Casteism In Queer Spaces

Caste is arguably the most well-guarded secret in “progressive” urban spaces. Casteist practices are rampantly prevalent in all the spaces we navigate—starting from the houses we inhabit to the institutions we attend—but they are barely ever acknowledged. Caste is so endemic to the Indian condition that it girdles our structures, influences our interactions and informs our decisions. It dictates who we choose to speak to, how we speak to them and even who we are attracted to. This draws me to two truths that I wish to highlight. The first is that the “casteless” urban Indian is a savarna construct who resides only in the savarna imagination. The second is that given the omnipresence of caste-informed morals and actions, casteist practices inevitably seep into queer-affirmative spaces too. And this is a problem that needs to be addressed.

By and large, the tone of the Indian queer movement has been set by upper-caste Hindus. Queer individuals hailing from dominant-caste backgrounds have an unstated monopoly over the leadership of the movement. In fact, they are the face of the movement. They get invited to panel events, primetime debates and are often unduly pedestalised. Their social capital also accords them the privilege of getting their demands addressed first by policymakers. The demands of the mainstream queer movement, therefore, tend to be limited to the politics of legalising marriage. The harsh material realities of Dalit and Bahujan queer persons are not taken into consideration by the upper-caste leadership. The precarity of the positionality of Dalit-Bahujan queer persons must rightfully make them eligible for additional structural support. However, their day-to-day struggles surrounding their safety and livelihoods are rarely ever acknowledged, let alone formalised by the mainstream movement.

Discourses surrounding the intersectionality of caste and sexuality are either silenced or sidelined in urban queer spaces. Dalit and Bahujan assertions are invalidated by the “casteless” queers. The denial of one’s victimhood is in itself an act of oppression. Furthermore, Dalit and Bahujan queer individuals are even ridiculed for their choice of clothing and for their language. All these practices result in the isolation of Dalits and Bahujans. The queer movement only accommodates them in theory, not in praxis.

In recent years, India has borne witness to a surge in the political assertion of the private realm of sexuality. Queer assertions in the digital realm indeed have a transformative potential. However, these assertions have not been representative of the primary needs of Dalit-Bahujan queer individuals. Caste ignorance is rife in these spaces. Firstly, the lexicon of queerness is accessible only to the English-speaking, urban-educated queer person, who more often than not is caste-privileged. Secondly, there’s a peculiar sort of social currency that one gains as a consequence of being openly queer on the Internet, especially if one is a savarna Hindu. Queerness is celebrated, aestheticised and an undeniable coolness factor is attached to it. In stark contrast to this, the assertion of Dalit and Bahujan identities in these spaces is still met with uncomfortable silence at best or countered with abusive casteist rhetoric at worst. Queerness is associated with modernity while the Dalit-Bahujan identity is construed as backward. For the young urban Dalit-Bahujan individual, caste and queerness are inseparable. However, their caste identity is not as easily reconciled with by their upper-caste peers as their sexual orientation or gender identity.
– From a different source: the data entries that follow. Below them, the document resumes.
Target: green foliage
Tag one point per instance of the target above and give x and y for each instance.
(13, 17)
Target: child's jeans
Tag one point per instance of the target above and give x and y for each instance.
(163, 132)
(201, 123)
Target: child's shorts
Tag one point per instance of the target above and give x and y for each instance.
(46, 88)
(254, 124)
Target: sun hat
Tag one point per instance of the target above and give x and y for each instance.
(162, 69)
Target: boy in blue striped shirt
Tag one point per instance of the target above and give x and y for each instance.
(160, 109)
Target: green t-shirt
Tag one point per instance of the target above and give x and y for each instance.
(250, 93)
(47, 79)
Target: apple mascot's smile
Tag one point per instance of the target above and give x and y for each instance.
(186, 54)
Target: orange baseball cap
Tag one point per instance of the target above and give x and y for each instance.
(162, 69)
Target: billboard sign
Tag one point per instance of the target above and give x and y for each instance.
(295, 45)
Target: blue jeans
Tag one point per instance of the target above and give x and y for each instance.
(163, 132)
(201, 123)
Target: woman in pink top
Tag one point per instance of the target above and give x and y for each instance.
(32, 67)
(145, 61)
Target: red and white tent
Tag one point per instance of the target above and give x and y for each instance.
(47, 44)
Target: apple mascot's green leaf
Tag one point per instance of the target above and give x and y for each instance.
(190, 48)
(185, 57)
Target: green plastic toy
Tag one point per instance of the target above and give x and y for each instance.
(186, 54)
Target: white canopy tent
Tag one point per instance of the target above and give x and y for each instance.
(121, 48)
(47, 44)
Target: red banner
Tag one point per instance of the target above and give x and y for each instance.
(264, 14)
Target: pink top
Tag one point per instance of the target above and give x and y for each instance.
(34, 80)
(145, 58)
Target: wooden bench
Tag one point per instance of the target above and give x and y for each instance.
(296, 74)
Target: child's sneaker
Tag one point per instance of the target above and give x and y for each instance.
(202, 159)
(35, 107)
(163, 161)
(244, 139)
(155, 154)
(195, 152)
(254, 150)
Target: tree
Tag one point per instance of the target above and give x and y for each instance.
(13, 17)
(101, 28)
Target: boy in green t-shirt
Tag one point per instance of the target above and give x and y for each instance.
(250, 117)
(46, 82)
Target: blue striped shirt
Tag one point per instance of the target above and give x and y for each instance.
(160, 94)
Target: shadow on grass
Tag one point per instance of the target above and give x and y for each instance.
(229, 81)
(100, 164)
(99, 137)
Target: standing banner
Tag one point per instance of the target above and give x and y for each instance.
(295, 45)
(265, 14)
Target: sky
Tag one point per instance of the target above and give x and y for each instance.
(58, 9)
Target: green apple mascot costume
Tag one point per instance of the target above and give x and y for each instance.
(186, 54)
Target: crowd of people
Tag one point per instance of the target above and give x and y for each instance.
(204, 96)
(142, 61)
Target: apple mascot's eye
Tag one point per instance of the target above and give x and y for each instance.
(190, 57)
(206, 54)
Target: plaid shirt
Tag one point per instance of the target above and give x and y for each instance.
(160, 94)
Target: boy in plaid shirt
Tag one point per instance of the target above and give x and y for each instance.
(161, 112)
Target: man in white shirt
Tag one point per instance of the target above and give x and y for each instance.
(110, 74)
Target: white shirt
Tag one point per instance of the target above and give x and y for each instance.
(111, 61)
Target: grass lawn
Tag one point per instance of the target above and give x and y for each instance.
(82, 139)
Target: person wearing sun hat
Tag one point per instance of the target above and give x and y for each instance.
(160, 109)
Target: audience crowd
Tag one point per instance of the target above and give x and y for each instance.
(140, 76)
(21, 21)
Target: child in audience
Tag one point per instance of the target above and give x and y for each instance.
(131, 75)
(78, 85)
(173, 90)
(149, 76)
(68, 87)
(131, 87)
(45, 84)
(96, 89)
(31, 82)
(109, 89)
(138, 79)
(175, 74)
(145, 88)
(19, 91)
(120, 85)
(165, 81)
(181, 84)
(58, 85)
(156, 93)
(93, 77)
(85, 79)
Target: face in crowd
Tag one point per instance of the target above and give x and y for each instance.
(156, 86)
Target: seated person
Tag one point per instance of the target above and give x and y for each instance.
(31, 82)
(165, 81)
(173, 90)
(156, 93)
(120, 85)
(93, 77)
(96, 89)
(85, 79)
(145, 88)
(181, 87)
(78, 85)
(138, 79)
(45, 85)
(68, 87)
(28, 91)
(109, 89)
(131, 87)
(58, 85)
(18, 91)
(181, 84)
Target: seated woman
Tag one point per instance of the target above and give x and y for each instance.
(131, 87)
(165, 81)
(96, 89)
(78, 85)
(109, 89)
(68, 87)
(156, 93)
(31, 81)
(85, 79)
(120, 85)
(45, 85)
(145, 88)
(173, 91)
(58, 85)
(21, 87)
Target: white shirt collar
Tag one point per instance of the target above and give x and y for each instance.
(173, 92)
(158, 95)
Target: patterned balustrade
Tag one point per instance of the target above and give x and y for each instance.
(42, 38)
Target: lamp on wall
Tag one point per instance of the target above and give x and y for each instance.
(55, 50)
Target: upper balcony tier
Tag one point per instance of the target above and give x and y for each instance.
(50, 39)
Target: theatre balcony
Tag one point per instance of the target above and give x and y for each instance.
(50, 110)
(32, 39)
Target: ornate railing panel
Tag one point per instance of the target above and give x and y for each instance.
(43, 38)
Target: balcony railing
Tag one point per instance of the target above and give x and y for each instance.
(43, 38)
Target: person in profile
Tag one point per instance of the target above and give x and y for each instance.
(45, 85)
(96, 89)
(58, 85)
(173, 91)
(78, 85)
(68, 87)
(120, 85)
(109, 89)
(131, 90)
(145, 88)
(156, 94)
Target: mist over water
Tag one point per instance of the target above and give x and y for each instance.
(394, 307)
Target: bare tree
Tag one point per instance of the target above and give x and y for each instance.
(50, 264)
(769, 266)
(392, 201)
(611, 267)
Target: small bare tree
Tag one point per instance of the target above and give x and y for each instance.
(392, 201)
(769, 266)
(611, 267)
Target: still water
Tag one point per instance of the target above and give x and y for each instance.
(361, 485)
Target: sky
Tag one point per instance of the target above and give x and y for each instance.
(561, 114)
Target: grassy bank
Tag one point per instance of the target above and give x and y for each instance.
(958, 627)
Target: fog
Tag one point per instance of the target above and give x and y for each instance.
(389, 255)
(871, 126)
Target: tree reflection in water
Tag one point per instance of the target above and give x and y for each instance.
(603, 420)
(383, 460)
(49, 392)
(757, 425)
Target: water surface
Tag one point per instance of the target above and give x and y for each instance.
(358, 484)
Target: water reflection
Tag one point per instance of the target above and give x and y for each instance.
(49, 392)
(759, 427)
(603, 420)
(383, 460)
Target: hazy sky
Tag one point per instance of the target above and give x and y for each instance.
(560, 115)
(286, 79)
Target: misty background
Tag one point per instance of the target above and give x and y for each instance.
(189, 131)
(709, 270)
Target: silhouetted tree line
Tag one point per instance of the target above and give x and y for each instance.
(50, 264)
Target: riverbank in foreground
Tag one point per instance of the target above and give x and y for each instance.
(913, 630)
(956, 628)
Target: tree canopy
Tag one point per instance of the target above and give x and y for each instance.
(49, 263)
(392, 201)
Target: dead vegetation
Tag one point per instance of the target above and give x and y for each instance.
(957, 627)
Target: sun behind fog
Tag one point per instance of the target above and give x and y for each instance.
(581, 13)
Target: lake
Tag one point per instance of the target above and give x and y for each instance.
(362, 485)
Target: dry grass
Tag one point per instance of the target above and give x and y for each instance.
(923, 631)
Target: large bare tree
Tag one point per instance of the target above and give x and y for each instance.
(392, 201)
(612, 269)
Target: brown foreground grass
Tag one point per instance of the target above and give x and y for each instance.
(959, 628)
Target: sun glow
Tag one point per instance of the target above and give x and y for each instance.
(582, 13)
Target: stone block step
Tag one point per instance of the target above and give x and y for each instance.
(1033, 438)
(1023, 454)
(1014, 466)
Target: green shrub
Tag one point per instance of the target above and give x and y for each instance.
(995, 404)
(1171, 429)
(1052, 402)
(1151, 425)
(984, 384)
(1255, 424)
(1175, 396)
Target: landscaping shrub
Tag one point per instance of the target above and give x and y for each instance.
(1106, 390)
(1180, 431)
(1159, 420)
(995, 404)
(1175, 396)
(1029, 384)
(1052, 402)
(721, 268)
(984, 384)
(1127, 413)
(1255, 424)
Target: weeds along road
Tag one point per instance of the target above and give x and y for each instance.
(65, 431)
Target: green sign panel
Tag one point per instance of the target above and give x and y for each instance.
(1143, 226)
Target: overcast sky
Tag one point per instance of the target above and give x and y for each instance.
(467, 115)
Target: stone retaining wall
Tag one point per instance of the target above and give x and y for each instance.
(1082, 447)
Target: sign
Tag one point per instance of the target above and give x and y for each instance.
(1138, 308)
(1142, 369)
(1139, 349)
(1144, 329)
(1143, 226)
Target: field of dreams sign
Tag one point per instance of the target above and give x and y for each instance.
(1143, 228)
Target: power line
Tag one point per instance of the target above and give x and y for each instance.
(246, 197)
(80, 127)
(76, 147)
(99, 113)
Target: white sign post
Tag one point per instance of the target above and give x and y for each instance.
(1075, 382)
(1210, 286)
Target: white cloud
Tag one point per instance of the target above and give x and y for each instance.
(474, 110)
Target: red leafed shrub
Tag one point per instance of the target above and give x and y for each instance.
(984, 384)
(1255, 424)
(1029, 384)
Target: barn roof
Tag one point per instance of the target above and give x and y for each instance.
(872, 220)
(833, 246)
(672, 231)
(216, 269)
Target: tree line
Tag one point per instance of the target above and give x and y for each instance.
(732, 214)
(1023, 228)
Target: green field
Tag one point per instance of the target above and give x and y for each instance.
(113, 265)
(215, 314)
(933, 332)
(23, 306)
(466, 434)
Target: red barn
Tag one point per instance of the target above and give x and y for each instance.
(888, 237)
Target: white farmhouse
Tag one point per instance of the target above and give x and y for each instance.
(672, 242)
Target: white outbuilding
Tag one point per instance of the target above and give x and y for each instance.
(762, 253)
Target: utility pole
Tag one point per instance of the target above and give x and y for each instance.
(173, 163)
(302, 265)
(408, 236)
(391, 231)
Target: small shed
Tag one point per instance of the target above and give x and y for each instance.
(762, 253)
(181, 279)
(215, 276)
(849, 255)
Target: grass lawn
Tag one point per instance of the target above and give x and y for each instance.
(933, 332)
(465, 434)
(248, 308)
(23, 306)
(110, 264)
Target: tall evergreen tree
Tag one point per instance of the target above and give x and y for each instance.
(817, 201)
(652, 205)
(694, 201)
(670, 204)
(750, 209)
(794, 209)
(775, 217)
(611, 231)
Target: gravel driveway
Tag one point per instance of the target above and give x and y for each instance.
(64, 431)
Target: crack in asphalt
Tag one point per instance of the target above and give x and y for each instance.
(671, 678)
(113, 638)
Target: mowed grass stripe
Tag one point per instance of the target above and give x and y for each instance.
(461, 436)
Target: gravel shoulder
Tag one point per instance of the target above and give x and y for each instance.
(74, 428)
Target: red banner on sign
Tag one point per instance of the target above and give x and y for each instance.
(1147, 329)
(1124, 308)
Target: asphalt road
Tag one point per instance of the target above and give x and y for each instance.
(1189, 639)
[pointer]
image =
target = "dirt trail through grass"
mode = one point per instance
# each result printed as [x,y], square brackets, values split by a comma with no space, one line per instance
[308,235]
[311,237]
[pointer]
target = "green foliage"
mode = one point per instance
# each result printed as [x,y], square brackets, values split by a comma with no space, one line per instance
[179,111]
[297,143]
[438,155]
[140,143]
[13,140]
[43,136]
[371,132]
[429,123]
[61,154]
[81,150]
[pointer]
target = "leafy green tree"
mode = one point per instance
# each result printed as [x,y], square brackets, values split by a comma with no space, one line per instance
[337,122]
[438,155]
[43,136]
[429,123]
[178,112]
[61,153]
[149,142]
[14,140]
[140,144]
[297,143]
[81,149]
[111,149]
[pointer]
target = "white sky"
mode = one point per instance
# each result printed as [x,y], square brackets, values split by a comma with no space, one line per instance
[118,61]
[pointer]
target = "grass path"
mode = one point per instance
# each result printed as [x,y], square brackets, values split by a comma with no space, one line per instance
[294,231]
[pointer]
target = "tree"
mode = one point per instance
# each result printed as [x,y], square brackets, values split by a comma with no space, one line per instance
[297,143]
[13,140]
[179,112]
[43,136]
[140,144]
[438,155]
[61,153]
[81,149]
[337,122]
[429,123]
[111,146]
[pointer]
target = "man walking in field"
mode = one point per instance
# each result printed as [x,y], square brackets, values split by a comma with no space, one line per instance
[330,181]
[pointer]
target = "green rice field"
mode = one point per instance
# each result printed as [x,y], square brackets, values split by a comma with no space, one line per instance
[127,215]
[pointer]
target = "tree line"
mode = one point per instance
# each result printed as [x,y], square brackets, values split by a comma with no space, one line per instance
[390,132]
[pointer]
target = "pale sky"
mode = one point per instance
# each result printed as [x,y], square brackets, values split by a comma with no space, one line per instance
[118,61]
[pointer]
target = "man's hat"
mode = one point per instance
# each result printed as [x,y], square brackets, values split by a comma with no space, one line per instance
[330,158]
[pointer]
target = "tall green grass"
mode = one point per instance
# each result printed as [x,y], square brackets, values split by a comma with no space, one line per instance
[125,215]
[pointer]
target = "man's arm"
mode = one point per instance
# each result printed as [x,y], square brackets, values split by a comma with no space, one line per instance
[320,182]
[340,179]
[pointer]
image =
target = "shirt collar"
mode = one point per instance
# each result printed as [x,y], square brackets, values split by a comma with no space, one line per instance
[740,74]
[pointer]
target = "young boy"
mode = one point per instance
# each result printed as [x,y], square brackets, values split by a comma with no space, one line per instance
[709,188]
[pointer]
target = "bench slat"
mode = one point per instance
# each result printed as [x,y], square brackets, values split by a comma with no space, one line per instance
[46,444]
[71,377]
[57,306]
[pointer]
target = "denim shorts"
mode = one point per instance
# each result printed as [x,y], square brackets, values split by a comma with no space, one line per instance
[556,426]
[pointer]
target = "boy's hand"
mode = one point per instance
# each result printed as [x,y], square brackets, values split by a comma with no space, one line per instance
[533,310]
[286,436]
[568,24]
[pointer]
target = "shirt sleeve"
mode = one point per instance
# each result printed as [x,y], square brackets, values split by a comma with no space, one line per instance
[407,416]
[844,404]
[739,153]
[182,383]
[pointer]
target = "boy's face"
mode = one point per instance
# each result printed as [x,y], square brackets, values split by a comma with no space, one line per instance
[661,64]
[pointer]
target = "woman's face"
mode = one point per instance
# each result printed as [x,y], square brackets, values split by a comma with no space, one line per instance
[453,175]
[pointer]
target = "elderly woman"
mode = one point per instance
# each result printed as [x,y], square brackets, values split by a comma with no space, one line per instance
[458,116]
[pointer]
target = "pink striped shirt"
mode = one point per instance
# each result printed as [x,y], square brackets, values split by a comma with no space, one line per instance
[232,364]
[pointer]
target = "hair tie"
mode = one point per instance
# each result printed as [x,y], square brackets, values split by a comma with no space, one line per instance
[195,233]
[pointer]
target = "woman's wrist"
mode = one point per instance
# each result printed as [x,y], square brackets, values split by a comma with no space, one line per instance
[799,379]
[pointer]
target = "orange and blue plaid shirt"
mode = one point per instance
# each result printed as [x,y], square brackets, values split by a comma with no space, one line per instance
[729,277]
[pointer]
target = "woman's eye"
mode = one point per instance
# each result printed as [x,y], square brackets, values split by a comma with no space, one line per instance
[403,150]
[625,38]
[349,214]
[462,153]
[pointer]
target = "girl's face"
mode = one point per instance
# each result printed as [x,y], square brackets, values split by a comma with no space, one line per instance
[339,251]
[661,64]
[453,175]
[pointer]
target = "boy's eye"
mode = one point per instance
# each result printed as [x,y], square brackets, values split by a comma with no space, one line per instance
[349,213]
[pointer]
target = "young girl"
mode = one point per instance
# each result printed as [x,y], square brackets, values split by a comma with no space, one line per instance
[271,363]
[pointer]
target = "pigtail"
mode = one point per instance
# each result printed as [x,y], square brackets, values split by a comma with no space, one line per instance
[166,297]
Caste pervades the most intimate of digital spaces too. Both covert and overt forms of casteism are discernible on dating apps like Grindr and Tinder. While some users outrightly mention their preferences for upper-caste matches only, others take pride in their privileged-caste surnames. The casual usage of vile casteist slurs is not uncommon either. There have also been instances wherein people have unmatched with others upon getting to know the former’s caste location. Another sinister form of caste-based discrimination manifests itself on these platforms. Dominant caste individuals often tend to engage with Dalit queer people with the sole intention of getting to live out their casteist fetishes—the Dalit body is viewed as an object that elicits both fear and desire.

In the Indian landscape, both caste-affected groups and queer individuals are victims of the same barbarous system of power—Brahminical patriarchy. In light of this fact, queer spaces would logically be a source of respite for individuals from historically marginalised communities. However, the intersection of caste ensures that certain people within these communities are more privileged than others, and are hence loaded with casteist biases. Upper-caste queer people must actively work towards dismantling their discriminatory notions and must also concede space to Dalit-Bahujan queer individuals in the queer movement. Stronger solidarities must be forged for the liberation of the most oppressed among us, for therein lies the success of the movement.